Debs frunció el ceño. Ya entonces se sentía avergonzada por su belleza, y no le gustaba que se lo recordaran.
—Gracias —gruñó.
—Ven a la cocina —dijo Harry. Tomó a Gus del codo y se lo llevó.
Sabía muy bien que Harry se estaba llevando a Gus a la cocina para impedir que Deborah y yo escucháramos lo que iban a decir, y como es natural eso me dio ganas de querer oír toda la conversación. Y como Harry no había dicho de manera específica «Quedaos aquí y no escuchéis…», no sería como escuchar a escondidas.
De modo que me levanté de delante de la tele como si tal cosa y me dirigí al cuarto de baño por el pasillo. Me detuve a mitad de camino y miré hacia atrás. Deborah ya estaba absorta en el siguiente programa, así que me refugié en un pequeño cerco de sombras y escuché.
—… los tribunales se encargarán de ello —estaba diciendo Harry.
—¿Como lo han hecho hasta el momento? —le espetó Gus, más irritado que nunca—. Venga ya, Harry, sabes que no será así.
—Nosotros no somos vigilantes, Gus.
—Tal vez deberíamos serlo, maldita sea.
Siguió una pausa. Oí que la puerta de la nevera se abría, y después el sonido de una lata de cerveza al abrirse. Transcurrió otro momento en silencio.
—Escucha, Harry —dijo Gus por fin—, hace mucho tiempo que somos policías.
—Pronto se cumplirán veinte años —reconoció Harry.
—Y desde el primer día de trabajo, ¿no te diste cuenta de que el sistema no funciona? ¿Que los capullos más grandes siempre encuentran una manera de zafarse de la cárcel y volver a las calles, eh?
—Eso no significa que tengamos derecho a…
—Entonces, ¿quién tiene derecho, Harry? Si no somos nosotros, ¿quién?
Siguió otra larga pausa. Por fin, Harry habló, en voz muy baja, y tuve que esforzarme por distinguir las palabras.
—Tú no estuviste en Vietnam —dijo. Gus no contestó—. Algo que aprendí allí es que algunas personas son capaces de matar a sangre fría y otras no. Aunque la mayoría no podemos. No es bueno para ti.
—¿Estás diciendo que me das la razón, pero que no puedes hacerlo? Si alguien lo ha merecido en este mundo, Harry, Otto Valdez…
—¿Qué estás haciendo?
La voz de Deborah sonó a unos veinte centímetros de mi oído. Pegué un bote tan fuerte que me golpeé la cabeza contra la pared.
—Nada.
—Un lugar muy curioso para no hacer nada —me interpeló, y como no mostró la menor inclinación a moverse, decidí que había terminado de escuchar y volví al país de los zombis, delante de la tele. Había oído lo suficiente para comprender lo que estaba pasando, y me sentía fascinado.
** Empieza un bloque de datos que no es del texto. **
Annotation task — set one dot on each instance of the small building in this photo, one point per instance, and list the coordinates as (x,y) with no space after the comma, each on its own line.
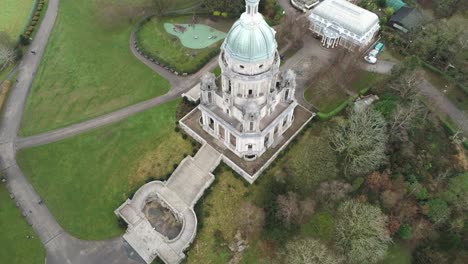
(304,5)
(252,104)
(395,4)
(339,22)
(406,18)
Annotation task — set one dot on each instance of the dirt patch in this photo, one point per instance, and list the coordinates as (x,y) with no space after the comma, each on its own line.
(162,219)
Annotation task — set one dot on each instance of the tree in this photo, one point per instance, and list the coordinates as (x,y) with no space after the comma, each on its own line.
(309,251)
(162,6)
(457,192)
(441,41)
(360,232)
(405,232)
(251,219)
(377,181)
(362,141)
(313,161)
(7,51)
(446,8)
(403,119)
(438,211)
(330,192)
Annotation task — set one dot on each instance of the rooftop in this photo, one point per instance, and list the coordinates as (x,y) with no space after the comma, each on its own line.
(347,15)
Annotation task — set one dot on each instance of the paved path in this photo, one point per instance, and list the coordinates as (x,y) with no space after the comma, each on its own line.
(441,103)
(180,193)
(60,247)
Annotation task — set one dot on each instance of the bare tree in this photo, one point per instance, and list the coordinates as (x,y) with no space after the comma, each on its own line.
(330,192)
(310,251)
(362,140)
(252,219)
(407,84)
(403,117)
(361,232)
(306,209)
(288,208)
El querido y bondadoso tío Gus quería matar a alguien, y quería que Harry le ayudara. Mi cerebro daba vueltas de entusiasmo, y buscaba frenéticamente una manera de convencerles de que me dejaran participar…, o al menos mirar. ¿Qué había de malo en ello? ¡Era casi un deber cívico!
Pero Harry se negó a ayudar a Gus, y un rato más tarde éste se fue de casa con el aspecto de alguien que se ha quedado sin aire. Harry volvió a la tele conmigo y con Debs, y dedicó la siguiente media hora a intentar ponerse la cara de felicidad.